The online workshops are able to bring interprofessional groups of students and staff together albeit virtually. This is vital to give them a feeling of teamwork and dealing with a crisis together, despite being physically distant. Debrief sessions or—perhaps more appropriately—the trigger question discussions in small groups demonstrated similar behavioral patterns (learners explicitly discussing perception of stress caused because of the emergency and scenario immersion) and similar discussion (focus on communication, team work, and other behavioral skills) as we generally observe in face-to-face simulation workshops. Participants greatly value the opportunity to “come” together, visualize, experience, and trouble shoot emergency situations. It also facilitates group learning, sharing of ideas, tips, and strategies to deal with various aspects of crisis resource management as an interprofessional team, facilitated by medical and midwifery facilitators jointly, through online engagement.
The inability of individual learners to practice procedural skills could be facilitated by personal sessions on simulators at a later opportunity.
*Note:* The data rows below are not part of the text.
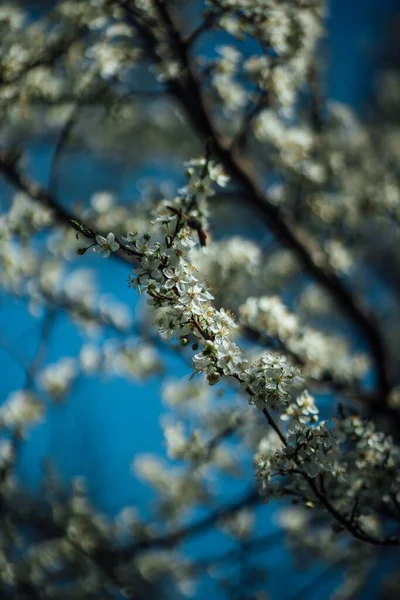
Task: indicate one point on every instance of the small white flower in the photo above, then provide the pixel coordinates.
(106, 245)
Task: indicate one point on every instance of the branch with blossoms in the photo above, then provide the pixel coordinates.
(312, 451)
(157, 26)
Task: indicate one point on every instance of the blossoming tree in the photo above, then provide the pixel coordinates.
(287, 329)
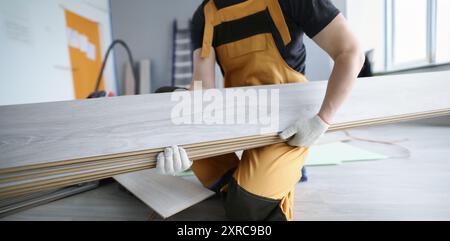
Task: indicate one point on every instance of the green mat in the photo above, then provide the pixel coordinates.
(338, 153)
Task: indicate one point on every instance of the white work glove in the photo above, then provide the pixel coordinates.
(172, 161)
(305, 131)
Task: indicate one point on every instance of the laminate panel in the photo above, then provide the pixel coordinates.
(54, 132)
(167, 195)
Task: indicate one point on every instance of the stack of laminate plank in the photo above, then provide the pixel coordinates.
(51, 145)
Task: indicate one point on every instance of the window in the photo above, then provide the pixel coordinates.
(403, 34)
(409, 32)
(443, 31)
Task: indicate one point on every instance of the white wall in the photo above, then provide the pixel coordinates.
(146, 25)
(34, 55)
(366, 19)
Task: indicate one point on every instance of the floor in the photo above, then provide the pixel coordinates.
(413, 184)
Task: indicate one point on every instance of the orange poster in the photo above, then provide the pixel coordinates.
(85, 54)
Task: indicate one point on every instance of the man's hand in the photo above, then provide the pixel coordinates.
(305, 131)
(173, 161)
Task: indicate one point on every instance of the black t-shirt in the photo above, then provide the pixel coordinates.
(302, 16)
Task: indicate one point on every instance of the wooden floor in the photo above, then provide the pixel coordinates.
(414, 187)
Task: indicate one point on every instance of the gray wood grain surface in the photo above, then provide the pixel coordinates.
(52, 132)
(415, 187)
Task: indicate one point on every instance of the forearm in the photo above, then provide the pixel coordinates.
(343, 77)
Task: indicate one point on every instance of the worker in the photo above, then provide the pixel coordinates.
(260, 42)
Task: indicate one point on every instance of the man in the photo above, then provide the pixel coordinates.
(260, 42)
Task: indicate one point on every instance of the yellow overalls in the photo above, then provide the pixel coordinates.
(263, 181)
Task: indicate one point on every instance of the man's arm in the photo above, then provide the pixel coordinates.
(343, 47)
(204, 69)
(340, 43)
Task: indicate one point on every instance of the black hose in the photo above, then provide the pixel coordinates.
(130, 59)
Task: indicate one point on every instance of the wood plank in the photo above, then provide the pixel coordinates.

Using appropriate PPE provided an opportunity to model “donning” and “doffing,” and highlight and discuss PPE related issues with questions regarding the right PPE required in specific childbirth emergency situations, but also helped refine communication tools during PPE usage. Clear and effective communication is vital for management of any crisis but becomes even more crucial during the pandemic, when layers of PPE prevent subtle communication cues (including touch, eye-eye contact) are limited.
The live streaming of the session was an important aspect of the online workshops. At an early stage, we trialed prerecording the simulation scenarios and streaming it to the participants during the workshop. Although still appreciated, the experience was much enhanced when emergency scenarios were streamed live.
A gimbal-stabilizing device was considered critical for capturing videos, as it allowed a good quality portable camera/smartphone to access deft angles of the scenario/environment and management to give participants a truly immersive experience.
The COVID-19 pandemic has taught us a lot, as individuals, as communities, as societies, as educators, and as learners, and we hope some of this learning can be carried into the future, even when the virus does not cause the amount of disruptions that are currently experienced. Simulation in healthcare (possibly with added online components) provides us with limitless, flexible, and widespread options for education and training and will continue to be a vital cog in the wheels of effective healthcare.
FIGURE 1: Representative photograph of an online ONE-Sim workshop in action with facilitators enacting a birth scenario being live streamed.